The PDAPP mouse model has played an important role in studying mechanisms underlying AD pathogenesis. In particular, the model has been utilized to examine the in vivo relationship between Aβ and its binding proteins, including apolipoprotein E (apoE), clusterin (also known as apolipoprotein J), and α-1-antichymotrypsin. In humans, apoE genotype is the most important genetic risk factor for AD (44, 45). PDAPP mice were crossbred with apoE^-/- mice. PDAPP mice deficient in murine apoE had a dramatic dose-dependent reduction in the extent of Aβ immunoreactivity in both the hippocampus and cortex (46–49), with almost no Aβ deposition in the cortex of apoE^-/- mice up to 22 months of age (see Fig. 2) (47). Interestingly, the brains of PDAPP/apoE^-/- mice also showed a virtual complete absence of thioflavine-S-positive plaques up to 22 months of age (46, 47). The anatomical distribution of Aβ that did deposit in the hippocampus of the PDAPP/apoE^-/- mice was different from PDAPP/apoE^+/+ mice, with most deposition occurring in the hilus of the dentate gyrus and very little in the molecular layer (48, 49). Also, very few neuritic plaques were found in the hippocampus of the PDAPP/apoE^-/- mice (49), and almost no CAA or microhemorrhages were present in these mice through 24 months of age (19). Therefore, these studies demonstrate that murine apoE is necessary for the deposition of fibrillar Aβ that is present in both neuritic plaques and CAA in PDAPP mice.

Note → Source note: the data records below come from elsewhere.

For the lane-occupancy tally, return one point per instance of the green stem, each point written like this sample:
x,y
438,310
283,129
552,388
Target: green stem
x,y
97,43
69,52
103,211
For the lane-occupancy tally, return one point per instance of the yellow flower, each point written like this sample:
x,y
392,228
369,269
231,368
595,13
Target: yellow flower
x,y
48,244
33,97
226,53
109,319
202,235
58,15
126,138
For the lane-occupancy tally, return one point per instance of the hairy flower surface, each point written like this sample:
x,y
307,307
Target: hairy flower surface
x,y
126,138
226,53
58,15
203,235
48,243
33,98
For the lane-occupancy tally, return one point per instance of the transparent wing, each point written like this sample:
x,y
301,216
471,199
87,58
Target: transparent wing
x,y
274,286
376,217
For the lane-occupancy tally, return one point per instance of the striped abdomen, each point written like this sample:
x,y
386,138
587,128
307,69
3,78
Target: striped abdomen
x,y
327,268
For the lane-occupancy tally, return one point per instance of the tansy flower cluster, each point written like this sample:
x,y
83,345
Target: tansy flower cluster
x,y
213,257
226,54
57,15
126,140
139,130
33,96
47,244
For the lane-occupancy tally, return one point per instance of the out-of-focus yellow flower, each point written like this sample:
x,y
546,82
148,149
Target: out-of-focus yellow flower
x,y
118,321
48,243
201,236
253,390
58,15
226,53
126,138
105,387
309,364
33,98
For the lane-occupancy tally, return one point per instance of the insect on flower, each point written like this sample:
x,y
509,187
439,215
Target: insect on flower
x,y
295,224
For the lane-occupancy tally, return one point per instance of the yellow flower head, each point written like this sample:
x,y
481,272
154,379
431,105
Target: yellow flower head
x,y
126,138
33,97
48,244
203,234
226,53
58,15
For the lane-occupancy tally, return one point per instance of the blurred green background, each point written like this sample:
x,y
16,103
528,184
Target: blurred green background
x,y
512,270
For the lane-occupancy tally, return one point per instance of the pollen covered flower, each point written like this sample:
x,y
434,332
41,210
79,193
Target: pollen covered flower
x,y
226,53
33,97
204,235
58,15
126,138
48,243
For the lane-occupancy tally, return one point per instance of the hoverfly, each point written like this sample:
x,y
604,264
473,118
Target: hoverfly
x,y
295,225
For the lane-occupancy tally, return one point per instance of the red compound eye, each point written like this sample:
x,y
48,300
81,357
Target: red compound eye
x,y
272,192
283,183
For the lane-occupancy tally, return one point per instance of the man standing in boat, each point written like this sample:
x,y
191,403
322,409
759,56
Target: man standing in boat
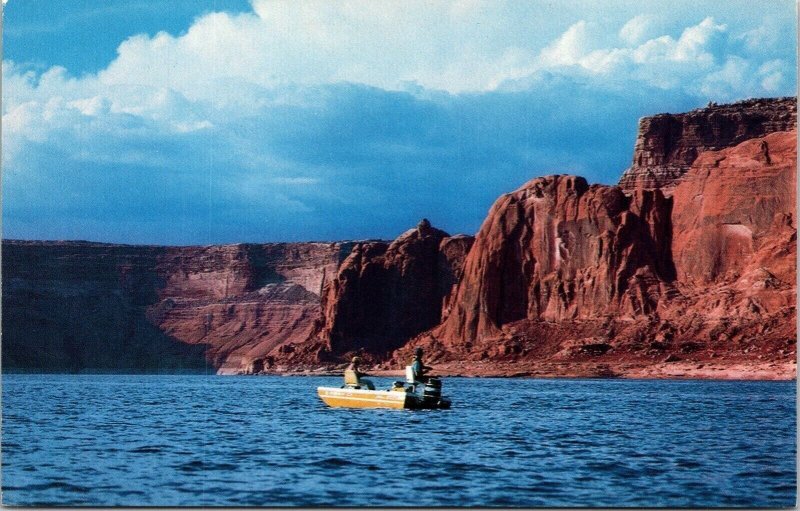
x,y
418,368
353,377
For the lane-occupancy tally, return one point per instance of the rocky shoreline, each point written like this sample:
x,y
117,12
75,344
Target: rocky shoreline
x,y
686,269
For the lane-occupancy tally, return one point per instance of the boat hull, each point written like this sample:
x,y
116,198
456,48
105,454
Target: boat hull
x,y
360,398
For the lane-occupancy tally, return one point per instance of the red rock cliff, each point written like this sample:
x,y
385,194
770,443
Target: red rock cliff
x,y
566,278
558,249
384,294
668,144
75,306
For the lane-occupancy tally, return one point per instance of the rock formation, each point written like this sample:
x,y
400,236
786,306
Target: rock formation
x,y
668,144
79,306
565,275
686,268
384,294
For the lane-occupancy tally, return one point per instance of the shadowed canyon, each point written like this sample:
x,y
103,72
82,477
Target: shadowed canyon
x,y
685,269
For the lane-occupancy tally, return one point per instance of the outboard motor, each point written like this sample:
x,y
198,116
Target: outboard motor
x,y
433,389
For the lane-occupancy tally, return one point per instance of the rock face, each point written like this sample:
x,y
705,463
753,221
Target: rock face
x,y
687,266
384,294
558,249
668,144
78,306
564,275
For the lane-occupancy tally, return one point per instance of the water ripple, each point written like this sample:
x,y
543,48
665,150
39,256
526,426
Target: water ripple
x,y
211,441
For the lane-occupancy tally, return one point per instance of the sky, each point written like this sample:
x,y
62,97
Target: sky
x,y
202,122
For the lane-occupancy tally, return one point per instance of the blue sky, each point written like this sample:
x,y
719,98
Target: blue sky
x,y
191,122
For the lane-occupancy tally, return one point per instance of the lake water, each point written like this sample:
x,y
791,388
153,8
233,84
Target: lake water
x,y
269,441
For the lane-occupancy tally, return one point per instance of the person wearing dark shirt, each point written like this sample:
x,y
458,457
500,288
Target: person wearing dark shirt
x,y
419,369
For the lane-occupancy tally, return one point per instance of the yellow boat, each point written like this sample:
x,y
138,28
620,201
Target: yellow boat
x,y
360,393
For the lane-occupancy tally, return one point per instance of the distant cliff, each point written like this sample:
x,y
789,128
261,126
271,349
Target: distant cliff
x,y
565,275
686,268
668,144
91,306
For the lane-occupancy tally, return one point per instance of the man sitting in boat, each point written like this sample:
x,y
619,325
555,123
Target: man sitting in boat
x,y
352,376
418,369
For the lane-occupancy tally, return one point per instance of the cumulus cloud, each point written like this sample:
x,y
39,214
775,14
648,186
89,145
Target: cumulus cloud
x,y
325,120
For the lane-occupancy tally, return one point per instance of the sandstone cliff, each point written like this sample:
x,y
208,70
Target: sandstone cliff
x,y
668,144
685,269
92,306
564,276
384,294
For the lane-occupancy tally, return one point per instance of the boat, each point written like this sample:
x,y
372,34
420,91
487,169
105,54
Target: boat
x,y
361,393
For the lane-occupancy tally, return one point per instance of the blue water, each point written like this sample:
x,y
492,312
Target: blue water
x,y
267,441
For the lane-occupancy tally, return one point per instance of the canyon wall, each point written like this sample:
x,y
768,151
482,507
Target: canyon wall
x,y
386,293
565,275
668,144
92,306
689,263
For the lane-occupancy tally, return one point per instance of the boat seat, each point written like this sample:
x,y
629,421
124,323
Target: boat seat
x,y
350,377
352,380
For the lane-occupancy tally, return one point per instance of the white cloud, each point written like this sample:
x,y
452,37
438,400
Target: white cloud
x,y
263,98
636,29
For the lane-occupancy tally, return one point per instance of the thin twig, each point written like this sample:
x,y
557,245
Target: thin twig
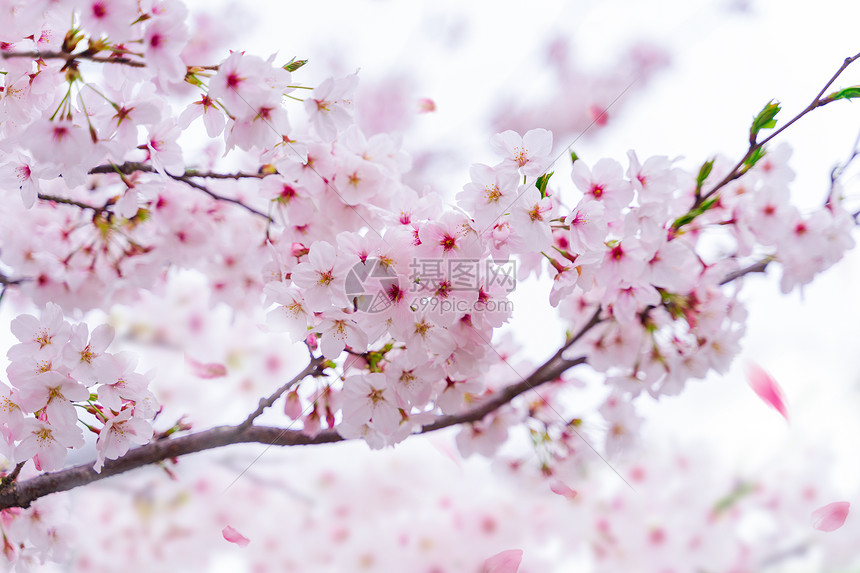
x,y
185,179
313,368
71,57
13,475
130,167
757,267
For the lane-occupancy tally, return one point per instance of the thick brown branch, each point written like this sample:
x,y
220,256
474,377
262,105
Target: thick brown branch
x,y
22,494
70,57
313,368
130,167
737,171
185,179
757,267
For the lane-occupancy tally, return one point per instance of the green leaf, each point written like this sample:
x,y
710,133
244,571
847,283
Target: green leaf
x,y
765,119
704,171
848,93
542,182
690,216
294,64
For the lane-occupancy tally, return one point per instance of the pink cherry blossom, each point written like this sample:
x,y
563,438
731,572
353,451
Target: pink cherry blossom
x,y
117,435
530,153
831,516
234,536
767,389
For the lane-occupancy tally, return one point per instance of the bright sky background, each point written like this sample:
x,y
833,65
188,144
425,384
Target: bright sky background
x,y
727,63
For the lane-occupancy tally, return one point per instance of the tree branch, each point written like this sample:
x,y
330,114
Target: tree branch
x,y
22,494
757,267
71,57
130,167
312,369
737,170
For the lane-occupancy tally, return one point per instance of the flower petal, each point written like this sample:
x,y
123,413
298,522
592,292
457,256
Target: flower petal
x,y
234,536
830,517
767,389
504,562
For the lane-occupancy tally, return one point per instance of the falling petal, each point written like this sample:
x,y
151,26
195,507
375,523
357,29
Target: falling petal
x,y
562,489
830,517
212,370
767,389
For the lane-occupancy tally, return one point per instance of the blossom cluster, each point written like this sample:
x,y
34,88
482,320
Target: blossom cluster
x,y
374,275
59,371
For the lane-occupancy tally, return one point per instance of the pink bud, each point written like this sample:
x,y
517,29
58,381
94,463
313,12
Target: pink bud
x,y
205,371
830,517
234,536
504,562
293,406
557,486
767,389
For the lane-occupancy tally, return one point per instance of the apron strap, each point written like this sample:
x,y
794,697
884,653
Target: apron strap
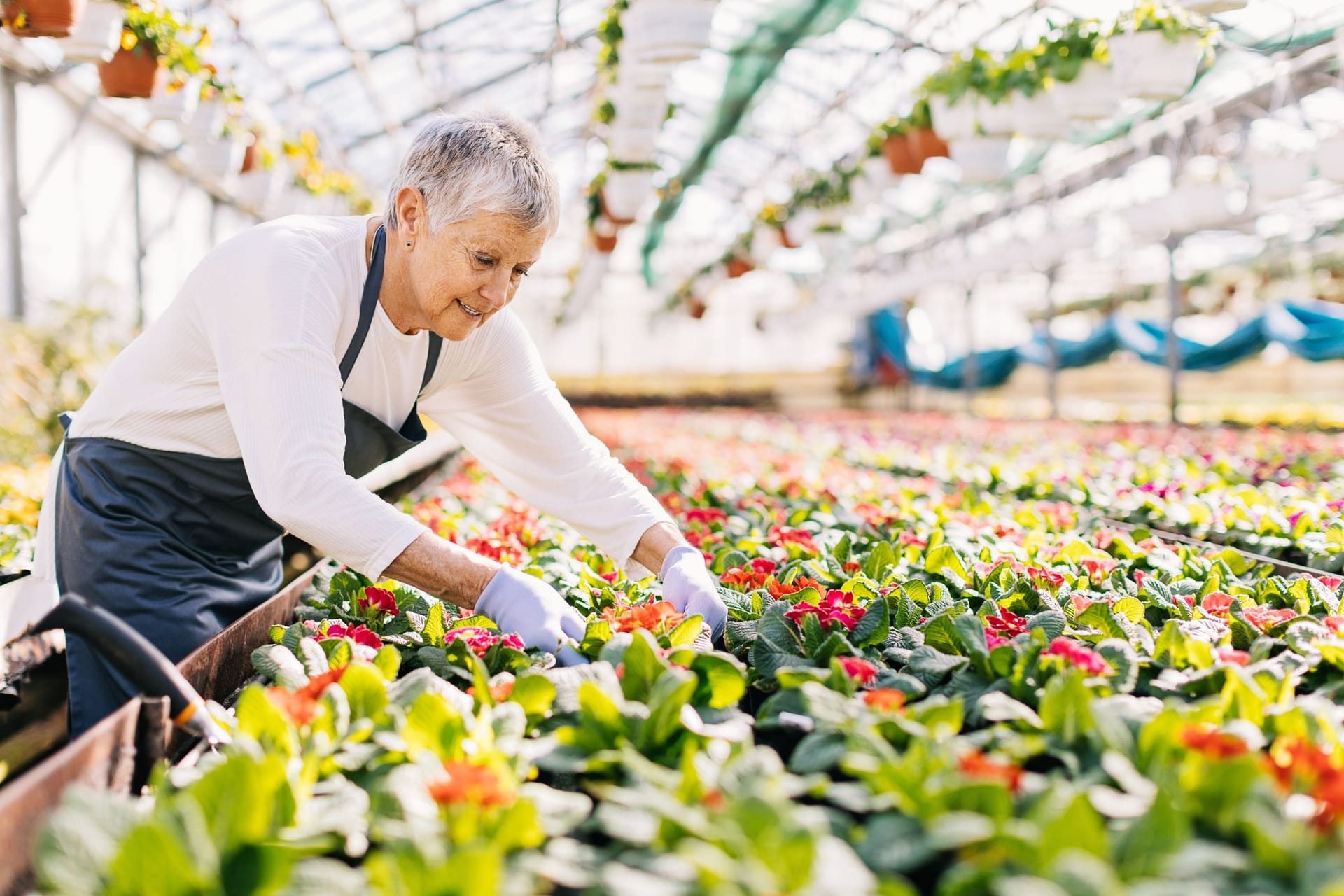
x,y
436,346
368,305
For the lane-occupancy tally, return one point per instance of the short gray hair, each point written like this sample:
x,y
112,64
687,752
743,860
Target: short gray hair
x,y
482,162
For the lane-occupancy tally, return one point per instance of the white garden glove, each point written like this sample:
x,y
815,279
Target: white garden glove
x,y
523,603
689,586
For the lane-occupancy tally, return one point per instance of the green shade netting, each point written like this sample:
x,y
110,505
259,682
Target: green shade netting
x,y
755,61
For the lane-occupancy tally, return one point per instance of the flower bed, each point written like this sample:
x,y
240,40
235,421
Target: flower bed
x,y
930,681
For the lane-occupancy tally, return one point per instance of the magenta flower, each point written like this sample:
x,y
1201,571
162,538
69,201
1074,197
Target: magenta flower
x,y
1078,656
482,640
838,606
382,599
860,671
359,634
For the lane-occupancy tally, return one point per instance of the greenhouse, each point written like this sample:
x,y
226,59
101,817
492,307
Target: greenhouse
x,y
672,448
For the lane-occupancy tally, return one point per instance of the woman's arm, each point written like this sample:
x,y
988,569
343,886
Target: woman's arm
x,y
514,419
655,545
442,568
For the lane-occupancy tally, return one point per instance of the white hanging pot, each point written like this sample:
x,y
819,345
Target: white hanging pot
x,y
206,125
1148,222
828,242
953,121
632,144
981,159
995,120
97,34
175,104
1037,117
217,160
1149,66
258,187
643,108
1089,97
1196,207
666,30
1212,7
1280,176
625,191
1329,158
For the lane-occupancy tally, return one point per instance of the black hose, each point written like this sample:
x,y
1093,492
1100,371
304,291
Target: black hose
x,y
136,657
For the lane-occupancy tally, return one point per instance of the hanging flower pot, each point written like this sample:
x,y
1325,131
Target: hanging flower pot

The PDAPP mouse has also been crossed to clusterin^-/- mice. Brains from PDAPP mice lacking clusterin did not show a change in the levels of Aβ deposition or in the age at which deposits occur (50). However, these brains do have a marked decrease in fibrillar plaque levels and neuritic dystrophy (50, 51). Interestingly, PDAPP mice deficient in both apoE and clusterin (apoE^-/-/clusterin^-/-) have earlier Aβ deposition and increased levels of both Aβ and amyloid in comparison to apoE^-/- and clusterin^-/- mice (51). The elimination half-life of ISF Aβ measured by in vivo microdialysis is also significantly decreased in the PDAPP/apoE^-/-/clusterin^-/- mice and in PDAPP/apoE^-/- mice (51). These findings suggest that apoE and clusterin are able to cooperatively regulate Aβ deposition, and that apoE plays a role in regulating the metabolism of extracellular Aβ. Finally, PDAPP mice crossed with α-1-antichymotrypsin transgenic mice had a greater plaque load and density than normal PDAPP mice, along with increased Aβ levels in the brain (52). Alpha-1-antichymotrypsin, therefore, may play a role in promoting Aβ deposition and fibrillogenesis in the PDAPP mice.